I swear, friends in this town are good for nothing but stress. But damn, do I love them. At least I no longer have the urge to knock Reece Taylor on his ass.
9
Jett
“I think that’s the last of it,” my brother says as he slips past me with an overflowing box of my favorite blankets. The house behind him is empty, save for the appliances and years of memories that I wish I could burn.
“Okay, cool.”
“You wanna do another pass through any of the rooms?” Reece asks.
“Nope. Not interested in stepping a toe over that doorframe again.” I fidget with my fingers, tearing up the edge of a slightly too-long nail and cursing when it pulls too close to the quick.
The last two weeks have been slammed with packing, paperwork, trying to squeeze in conversations with potential clients, and not letting the little voice in my head talk me out of moving to Havenwood. I’d finally settled my thoughts by last night, but the anxiety kicked back in as soon as McKenna bailed on me earlier, saying she would make a coffee run. Our plan is to meet at my new loft apartment above the bar that Jace owns, but I think we are all trying to avoid stepping on each other’s toes. Things have been awkward all around since that day she, Reece, and I had lunch together.
I packed all my clothes and books while Reece and Jace loaded all the heavy furniture into a “clean” livestock trailer. Trust me, I nearly had a cow (no pun intended) when Reece told me this was their plan to move everything from Covington to Havenwood in one trip. One of the brothers that he works for, Drew, tagged along with the guys, but is clearly only that—a tag-along. Something about just needing to be around people but not being able to lift anything. Jace introduced us, immediately apologizing for Drew’s “surly asshole-ishness.”

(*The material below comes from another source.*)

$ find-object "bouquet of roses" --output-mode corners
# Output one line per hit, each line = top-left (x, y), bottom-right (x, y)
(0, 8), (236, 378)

“Drew’s not as grumbly as Noah, but it’s a close second,” he’d said. I’d rolled my eyes, because Noah Slater is anything but the town grump that everyone thinks he is.
Drew and I don’t say much to each other. He keeps to himself, and I’m too socially awkward to start the conversation. But as the guys load the last of the boxes in behind the sofa and bed, I can see physical pain etched along his features. I may not be great at reading emotions or social settings, but I’d recognize pain anywhere. Like calls to like, and all.
I step into his line of sight. “You good?” I ask.
“Sure thing,” he grunts, his eyebrows pinched together. An uncomfortable vibe rolls off him in waves, and his arm is cradled tight to his side. His breathing seems off, too.
“You don’t look it, ya know. I’d say you’re hurtin’.”
He looks at me quizzically. “You ever break a bone?”
“Nope, but I’ve run into enough walls and hit my head a few times.”
He lets out a breath in a huff of air. “I’ve got multiple breaks and fractures that refuse to heal up right but quit taking the pain meds.”